La température monte, inéluctablement. Graduellement des environnements se modifient. On aimerait voir une évolution parallèle
des mentalités mais on constate plutôt que les gestes significatifs ne
suivent pas les intentions dès qu’il est question de modifier non pas
nos habitudes, ce qui est relativement facile, mais plutôt un modèle
économique à la source de ces problèmes, ce qui est autrement plus
compliqué. Partout le «pouvoir d’achat» demeure le critère politique le plus explosif et on comprend la retenue des autorités. Le problème se résume en deux mots : «consommation» contre
«environnement». Pourtant, il n’est plus question d’évitement des
changements mais bien d’adaptation.
Les possibilités
d’adaptation sont nombreuses. Ce n’est pas la première fois que
l’humanité fait face à des défis et elle est mieux équipée que jamais
pour y répondre. Ressources, outils et connaissances sont au
rendez-vous, il ne manque que la responsabilité. Les enseignants font
leur travail d’éducation, leurs étudiants seront à l’oeuvre dans
quelques années...
Les Grecs de l’antiquité ont construit des
citernes qui sont encore utilisées de nos jours sur leurs îles arides.

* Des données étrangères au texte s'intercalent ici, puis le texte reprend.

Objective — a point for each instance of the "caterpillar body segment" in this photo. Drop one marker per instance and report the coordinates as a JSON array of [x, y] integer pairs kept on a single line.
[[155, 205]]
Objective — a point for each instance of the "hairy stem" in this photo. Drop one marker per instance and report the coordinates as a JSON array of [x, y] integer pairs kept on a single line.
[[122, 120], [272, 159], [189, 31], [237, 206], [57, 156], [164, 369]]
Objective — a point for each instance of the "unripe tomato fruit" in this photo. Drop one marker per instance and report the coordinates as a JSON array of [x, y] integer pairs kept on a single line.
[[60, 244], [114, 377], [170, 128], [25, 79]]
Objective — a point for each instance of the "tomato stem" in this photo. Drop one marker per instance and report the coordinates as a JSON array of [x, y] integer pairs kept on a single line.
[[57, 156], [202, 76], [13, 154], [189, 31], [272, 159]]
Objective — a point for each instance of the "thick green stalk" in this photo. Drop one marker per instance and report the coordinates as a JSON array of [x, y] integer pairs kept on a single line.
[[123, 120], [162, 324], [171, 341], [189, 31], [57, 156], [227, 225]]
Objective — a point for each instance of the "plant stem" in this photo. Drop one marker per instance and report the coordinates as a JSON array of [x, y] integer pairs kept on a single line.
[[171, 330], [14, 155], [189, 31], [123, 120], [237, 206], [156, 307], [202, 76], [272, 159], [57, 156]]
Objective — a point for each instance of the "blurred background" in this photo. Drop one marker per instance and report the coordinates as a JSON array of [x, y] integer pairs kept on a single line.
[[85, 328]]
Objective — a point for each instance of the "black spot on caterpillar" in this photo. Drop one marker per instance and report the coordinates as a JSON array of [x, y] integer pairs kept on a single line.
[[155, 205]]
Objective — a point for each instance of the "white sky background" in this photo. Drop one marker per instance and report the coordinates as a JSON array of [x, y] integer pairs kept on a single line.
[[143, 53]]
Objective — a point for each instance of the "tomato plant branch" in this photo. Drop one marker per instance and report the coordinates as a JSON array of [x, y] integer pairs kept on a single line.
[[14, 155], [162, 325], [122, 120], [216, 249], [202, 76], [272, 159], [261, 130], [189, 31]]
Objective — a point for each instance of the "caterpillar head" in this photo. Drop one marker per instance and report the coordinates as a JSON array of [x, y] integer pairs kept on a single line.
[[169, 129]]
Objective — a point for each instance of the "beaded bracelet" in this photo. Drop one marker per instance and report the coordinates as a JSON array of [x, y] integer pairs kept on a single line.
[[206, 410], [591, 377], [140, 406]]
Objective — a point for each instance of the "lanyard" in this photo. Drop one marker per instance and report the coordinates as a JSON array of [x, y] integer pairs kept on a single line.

Les humains ont aménagé leur milieu depuis des millénaires au point de
transformer des territoires parfois hostiles en jardins… mais ce n’était
pas dans une logique industrielle. À force d’ingéniosité et de travail,
des peuples ont vécu paisiblement dans des environnements qui n’avaient
rien d’accueillant au départ. Nous n’en sommes pas moins capables. Les
réponses seront différentes dans chaque milieu, mais ce qui est sur est
que «consommation» doit diminuer dans l’équation car son niveau est
objectivement insoutenable. Le profit financier est appelé à être équilibré par une notion plus large de
bénéfice pour l’ensemble du vivant.
À la différence d’autrefois, nous
sommes directement connectés au reste du monde et nos notions de partage et de
solidarité s’étendent à tous ceux à qui nous sommes connectés. Les pays
moins affectés voudront-ils accueillir des millions de réfugiés ? Sinon
voudra t’on leur donner les moyens de rendre leur chez eux mieux adapté
aux nouvelles conditions ?
À un problème collectif, mondial et
diversifié, les solutions viables concernent l’ensemble et non
seulement quelques oasis protégés. Avec les changements à venir nous
verrons bien si nous sommes capables de faire valoir nos principes.